Opt-in for auto-updating installed data packages

Right now calling Downloader().download() always results in the data index being fetched and potential updates to already installed packages being downloaded and installed. Instead I believe the download functionality should by default only do network requests and install data packages if they're not already installed. Automatic updating could then be an additional parameter users have to explicitly set.

Opt-in for installing data packages containing code

Similar to having users explicitly opt-in for auto-updates, I'd do the same for downloads of data packages which contain code which is going to be executed.

In addition I'd always log a warning when a package with pickled code gets downloaded or used.

Verify downloaded packages

Right now the data index contains a checksum per package. However this checksum is only used to check whether a downloaded package differs from a previously downloaded version. It is not used right now to check if a downloaded package is the one referenced by the data index. This should be done together with the move to a cryptographical strong hash function for the checksums.
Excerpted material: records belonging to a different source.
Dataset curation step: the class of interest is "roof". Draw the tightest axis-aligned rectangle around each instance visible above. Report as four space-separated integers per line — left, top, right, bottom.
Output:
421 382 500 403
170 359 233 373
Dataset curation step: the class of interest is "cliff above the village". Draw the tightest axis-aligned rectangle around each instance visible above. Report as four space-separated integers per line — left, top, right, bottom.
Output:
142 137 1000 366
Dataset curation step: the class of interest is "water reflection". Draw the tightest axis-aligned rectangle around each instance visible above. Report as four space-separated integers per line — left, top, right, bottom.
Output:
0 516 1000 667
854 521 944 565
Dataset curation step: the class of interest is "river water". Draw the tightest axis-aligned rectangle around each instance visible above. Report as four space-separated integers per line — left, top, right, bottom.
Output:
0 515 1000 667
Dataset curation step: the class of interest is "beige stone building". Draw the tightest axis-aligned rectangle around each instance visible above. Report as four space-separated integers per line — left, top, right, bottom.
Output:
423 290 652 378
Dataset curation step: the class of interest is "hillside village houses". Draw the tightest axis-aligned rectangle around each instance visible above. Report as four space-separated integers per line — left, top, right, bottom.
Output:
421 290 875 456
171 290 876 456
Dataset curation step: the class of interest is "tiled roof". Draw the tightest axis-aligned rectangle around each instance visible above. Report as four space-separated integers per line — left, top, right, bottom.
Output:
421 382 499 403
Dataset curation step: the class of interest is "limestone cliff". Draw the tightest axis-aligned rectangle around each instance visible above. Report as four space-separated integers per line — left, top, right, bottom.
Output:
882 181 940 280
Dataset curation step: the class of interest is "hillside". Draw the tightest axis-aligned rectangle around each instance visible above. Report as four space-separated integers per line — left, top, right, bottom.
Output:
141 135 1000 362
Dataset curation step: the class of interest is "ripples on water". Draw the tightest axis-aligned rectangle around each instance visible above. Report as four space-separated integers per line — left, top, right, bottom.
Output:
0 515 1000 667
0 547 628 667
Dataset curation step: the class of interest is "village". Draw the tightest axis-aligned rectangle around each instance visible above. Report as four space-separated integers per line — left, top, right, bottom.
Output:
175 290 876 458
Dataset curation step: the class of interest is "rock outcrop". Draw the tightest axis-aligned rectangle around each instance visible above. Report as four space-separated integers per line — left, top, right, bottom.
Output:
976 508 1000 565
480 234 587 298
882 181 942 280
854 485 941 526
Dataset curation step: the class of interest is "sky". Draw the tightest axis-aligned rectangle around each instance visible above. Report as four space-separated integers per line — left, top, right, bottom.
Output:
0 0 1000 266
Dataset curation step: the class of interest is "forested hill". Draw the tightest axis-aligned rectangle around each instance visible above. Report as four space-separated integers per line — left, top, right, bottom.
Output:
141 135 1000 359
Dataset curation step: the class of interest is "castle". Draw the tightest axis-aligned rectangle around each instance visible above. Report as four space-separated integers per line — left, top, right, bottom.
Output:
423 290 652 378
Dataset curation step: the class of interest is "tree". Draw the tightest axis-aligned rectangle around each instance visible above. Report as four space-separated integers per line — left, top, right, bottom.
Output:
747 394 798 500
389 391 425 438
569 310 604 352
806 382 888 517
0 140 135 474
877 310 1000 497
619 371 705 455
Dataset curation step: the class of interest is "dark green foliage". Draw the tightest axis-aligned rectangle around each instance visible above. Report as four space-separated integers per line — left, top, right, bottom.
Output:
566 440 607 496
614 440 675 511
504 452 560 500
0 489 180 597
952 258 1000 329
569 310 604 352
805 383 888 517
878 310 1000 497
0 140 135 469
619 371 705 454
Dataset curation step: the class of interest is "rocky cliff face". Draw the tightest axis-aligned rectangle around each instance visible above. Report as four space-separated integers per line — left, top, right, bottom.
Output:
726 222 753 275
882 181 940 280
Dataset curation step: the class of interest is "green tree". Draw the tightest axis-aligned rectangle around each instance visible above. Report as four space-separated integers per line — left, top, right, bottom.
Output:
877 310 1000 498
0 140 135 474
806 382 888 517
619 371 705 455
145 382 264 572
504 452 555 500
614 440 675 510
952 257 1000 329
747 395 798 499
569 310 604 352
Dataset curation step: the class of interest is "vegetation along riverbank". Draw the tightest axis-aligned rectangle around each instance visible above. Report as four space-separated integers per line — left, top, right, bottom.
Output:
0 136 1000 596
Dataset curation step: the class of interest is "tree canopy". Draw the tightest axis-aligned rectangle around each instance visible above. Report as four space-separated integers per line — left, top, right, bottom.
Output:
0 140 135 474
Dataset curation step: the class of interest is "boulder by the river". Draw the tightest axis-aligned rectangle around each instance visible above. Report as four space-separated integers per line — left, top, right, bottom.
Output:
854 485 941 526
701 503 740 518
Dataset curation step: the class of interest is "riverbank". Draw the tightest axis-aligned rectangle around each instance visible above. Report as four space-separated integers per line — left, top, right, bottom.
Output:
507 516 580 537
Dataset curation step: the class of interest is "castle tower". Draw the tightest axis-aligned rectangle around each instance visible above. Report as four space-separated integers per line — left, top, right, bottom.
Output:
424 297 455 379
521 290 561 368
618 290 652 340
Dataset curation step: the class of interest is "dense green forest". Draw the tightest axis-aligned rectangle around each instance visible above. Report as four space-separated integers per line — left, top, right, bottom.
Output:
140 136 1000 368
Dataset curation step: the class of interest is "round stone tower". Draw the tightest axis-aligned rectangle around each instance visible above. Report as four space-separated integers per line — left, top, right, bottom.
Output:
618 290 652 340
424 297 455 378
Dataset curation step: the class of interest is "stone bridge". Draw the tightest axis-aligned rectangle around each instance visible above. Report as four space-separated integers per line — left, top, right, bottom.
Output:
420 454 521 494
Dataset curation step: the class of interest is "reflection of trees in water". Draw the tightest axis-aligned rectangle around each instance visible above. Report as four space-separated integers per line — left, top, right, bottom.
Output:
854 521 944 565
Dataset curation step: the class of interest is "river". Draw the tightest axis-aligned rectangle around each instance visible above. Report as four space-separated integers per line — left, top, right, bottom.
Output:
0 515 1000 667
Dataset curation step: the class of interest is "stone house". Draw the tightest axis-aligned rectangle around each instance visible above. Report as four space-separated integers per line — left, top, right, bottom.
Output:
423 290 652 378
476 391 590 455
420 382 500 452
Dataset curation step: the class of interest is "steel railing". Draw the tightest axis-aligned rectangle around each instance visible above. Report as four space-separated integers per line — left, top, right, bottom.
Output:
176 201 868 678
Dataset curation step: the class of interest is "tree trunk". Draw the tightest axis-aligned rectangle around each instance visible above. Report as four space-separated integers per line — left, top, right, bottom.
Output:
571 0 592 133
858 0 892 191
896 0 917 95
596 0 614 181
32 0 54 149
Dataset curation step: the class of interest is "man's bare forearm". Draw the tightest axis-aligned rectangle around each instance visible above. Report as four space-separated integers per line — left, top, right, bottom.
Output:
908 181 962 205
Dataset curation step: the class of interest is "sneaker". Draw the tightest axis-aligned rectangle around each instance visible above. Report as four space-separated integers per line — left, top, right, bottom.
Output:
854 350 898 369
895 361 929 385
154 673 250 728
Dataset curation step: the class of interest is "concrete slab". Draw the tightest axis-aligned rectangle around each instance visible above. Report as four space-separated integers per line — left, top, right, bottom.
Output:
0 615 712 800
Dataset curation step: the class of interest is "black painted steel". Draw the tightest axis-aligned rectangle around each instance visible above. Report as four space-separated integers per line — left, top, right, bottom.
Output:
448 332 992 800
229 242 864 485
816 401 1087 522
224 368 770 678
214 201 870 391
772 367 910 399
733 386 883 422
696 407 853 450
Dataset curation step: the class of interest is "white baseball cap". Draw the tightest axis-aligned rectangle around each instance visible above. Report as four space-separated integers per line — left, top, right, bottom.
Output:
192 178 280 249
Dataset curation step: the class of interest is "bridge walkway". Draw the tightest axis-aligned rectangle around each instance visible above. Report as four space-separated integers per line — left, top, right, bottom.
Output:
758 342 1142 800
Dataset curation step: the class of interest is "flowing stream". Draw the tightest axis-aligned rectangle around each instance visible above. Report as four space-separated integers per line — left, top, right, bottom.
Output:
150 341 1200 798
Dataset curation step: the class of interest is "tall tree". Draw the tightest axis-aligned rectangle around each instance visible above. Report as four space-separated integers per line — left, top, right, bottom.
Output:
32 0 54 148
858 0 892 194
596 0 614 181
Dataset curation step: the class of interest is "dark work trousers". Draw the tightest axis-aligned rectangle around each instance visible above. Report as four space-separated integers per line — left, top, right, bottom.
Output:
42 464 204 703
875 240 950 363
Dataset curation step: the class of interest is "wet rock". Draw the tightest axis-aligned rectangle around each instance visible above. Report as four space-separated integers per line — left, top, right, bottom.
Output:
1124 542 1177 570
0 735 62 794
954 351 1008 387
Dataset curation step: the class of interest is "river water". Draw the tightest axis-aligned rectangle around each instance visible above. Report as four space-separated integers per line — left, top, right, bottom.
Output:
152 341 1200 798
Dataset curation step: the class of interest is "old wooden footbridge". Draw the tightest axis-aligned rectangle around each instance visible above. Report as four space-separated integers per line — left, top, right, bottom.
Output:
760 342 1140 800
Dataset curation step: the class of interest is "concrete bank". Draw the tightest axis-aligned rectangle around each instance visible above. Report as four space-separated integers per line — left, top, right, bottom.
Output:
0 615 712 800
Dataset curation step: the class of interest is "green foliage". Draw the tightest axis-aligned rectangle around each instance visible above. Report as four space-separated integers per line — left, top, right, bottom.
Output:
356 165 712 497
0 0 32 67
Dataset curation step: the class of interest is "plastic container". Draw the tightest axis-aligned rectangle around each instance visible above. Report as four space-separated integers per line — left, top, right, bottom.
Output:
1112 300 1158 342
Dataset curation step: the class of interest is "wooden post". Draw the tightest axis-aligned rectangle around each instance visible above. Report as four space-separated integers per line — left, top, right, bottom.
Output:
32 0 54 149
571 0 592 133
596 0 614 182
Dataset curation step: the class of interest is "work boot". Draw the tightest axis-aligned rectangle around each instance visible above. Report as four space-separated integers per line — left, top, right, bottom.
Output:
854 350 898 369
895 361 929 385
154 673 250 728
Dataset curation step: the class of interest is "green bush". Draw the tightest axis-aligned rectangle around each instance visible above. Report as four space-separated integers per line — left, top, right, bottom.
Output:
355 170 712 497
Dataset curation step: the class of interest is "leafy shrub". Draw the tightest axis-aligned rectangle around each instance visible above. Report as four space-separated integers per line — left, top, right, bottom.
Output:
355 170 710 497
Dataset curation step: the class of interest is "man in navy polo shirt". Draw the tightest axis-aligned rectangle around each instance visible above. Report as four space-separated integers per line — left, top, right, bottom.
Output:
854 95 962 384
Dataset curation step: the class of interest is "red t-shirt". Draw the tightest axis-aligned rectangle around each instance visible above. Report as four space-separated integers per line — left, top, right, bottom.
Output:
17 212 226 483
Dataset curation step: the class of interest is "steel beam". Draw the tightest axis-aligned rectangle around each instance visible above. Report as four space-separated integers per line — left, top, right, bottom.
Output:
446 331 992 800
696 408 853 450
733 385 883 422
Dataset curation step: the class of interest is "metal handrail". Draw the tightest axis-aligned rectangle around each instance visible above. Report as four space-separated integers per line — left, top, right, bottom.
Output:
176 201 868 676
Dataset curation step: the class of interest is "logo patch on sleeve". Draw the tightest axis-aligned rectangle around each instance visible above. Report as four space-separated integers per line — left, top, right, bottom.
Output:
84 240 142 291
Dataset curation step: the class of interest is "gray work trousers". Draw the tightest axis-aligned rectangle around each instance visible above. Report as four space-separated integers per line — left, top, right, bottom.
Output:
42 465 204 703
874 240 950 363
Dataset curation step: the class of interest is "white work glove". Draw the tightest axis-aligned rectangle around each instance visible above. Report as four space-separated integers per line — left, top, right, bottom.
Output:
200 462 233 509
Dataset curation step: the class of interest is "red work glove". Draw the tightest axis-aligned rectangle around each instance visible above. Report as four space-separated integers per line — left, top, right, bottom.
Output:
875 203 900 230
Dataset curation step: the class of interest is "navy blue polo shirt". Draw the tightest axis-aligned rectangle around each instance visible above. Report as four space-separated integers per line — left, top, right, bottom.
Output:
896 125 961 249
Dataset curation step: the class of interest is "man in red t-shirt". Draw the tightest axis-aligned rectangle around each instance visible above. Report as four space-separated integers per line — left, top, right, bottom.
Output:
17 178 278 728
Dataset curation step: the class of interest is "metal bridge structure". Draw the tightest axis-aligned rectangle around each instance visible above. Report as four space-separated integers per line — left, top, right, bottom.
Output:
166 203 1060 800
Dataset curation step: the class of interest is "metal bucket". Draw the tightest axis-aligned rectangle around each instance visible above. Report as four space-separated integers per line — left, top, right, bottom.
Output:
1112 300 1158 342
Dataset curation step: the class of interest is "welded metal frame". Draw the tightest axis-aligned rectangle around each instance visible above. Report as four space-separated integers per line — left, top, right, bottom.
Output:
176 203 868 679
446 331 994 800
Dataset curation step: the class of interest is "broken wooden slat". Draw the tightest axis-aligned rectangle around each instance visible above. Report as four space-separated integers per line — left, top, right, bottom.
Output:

ekaf commented 3 months ago

Thanks @dunedan for your detailed suggestions.

Should this issue be labelled critical? I wonder if it could make NLTK deemed unsafe for use in schools, or inclusion in some software distributions. But on the other hand, has any exploit been reported since #2522, back in 2020? When nobody else than the administrator controls nltk_data, the pickles should be safe to load.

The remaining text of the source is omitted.